Hipofiz ön lobundan salgılanan LH, Leydig hücreleri üzerinde bulunan kendisine özel yüzey reseptörlerine bağlanarak, testosteron hormonunun üretilmesini ve salgılanmasını sağlar. Bu etkisinden dolayı erkeklerde intersitisyel hücre stimüle edici hormon (ICSH) da denir.

Erkeklerde Sertoli hücrelerinden salınan inhibinin, testis işlevinin düzenlenmesinde önemli bir yeri vardır. FSH, LH ve spermatozoon oluşumunu büyük ölçüde denetler. Seminifer tubullerde spermatozoon üretimi yetersiz kaldığında ön hipofizden FSH salınımı belirgin olarak artar. Artan FSH Sertoli hücrelerini uyararak inhibin salınımına neden olur.

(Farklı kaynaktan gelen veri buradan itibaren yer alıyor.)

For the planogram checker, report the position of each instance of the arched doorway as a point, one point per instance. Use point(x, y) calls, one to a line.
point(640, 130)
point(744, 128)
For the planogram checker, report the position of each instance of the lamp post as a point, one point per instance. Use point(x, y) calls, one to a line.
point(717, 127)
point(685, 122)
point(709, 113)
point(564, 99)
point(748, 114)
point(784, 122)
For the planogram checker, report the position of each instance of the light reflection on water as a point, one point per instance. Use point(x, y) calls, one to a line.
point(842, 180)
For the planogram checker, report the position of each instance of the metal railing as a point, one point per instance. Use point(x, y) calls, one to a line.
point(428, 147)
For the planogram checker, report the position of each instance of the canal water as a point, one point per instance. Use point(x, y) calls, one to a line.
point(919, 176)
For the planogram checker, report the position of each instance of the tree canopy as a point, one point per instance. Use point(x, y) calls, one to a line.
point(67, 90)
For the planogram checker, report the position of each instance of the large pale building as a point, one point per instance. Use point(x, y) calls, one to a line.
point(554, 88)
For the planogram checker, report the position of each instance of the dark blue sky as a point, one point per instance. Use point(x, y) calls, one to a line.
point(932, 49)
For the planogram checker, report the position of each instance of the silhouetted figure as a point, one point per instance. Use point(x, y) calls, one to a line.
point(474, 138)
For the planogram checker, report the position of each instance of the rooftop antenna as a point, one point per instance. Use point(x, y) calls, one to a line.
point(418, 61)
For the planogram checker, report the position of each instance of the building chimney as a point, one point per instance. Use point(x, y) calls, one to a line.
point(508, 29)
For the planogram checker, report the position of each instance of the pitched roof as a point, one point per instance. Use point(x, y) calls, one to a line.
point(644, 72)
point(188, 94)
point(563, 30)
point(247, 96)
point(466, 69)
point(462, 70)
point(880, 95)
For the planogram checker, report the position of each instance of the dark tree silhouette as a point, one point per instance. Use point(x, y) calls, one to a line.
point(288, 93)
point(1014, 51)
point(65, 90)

LH, Leydig hücrelerini uyarır ve testosteron salınımını başlatır. Testosteron da hem seminifer epiteli besleyip spermatozoon oluşumu için gerekli olan yüksek düzeyi korur hem de genital kanal, eklenti bezleri ve dış genital organın normal büyüme ve gelişmelerini sağlar.

Büyüme hormonu ve diğer hormonların çoğu temel metabolizma işlevlerinin denetimi için gereklidir. Büyüme hormonu özellikle spermatogonyumların ilk bölünmesini hızlandırır.

Kanatlılarda Erkek Genital Sistem

Testisler horozların abdominal boşluğuna yerleşmişlerdir. Vücut ısısı hava keseleri aracılığı ile düşürülmektedir.

Seminifer tubuller, sertoli hücreleri ile döşenmiş olan düzgün tubullerle devamlılık gösterir. Düzgün tubuller rete testisin anostomoz yapan kanallarına karışır. Epididimis içinde üç tip kanal görülür: Efferent kanallar, konnektiv kanallar ve epididiymis kanalıdır. Epididimisin son kısmında, epididiymis kanalı duktus deferense bağlanır. Her duktus deferens, submukozası erektil dokuya sahip konik yapıda duktus ejakülatoryus ile devam eder. Duktus ejakülatoryus da kloakanın ürodeumu içine açılır.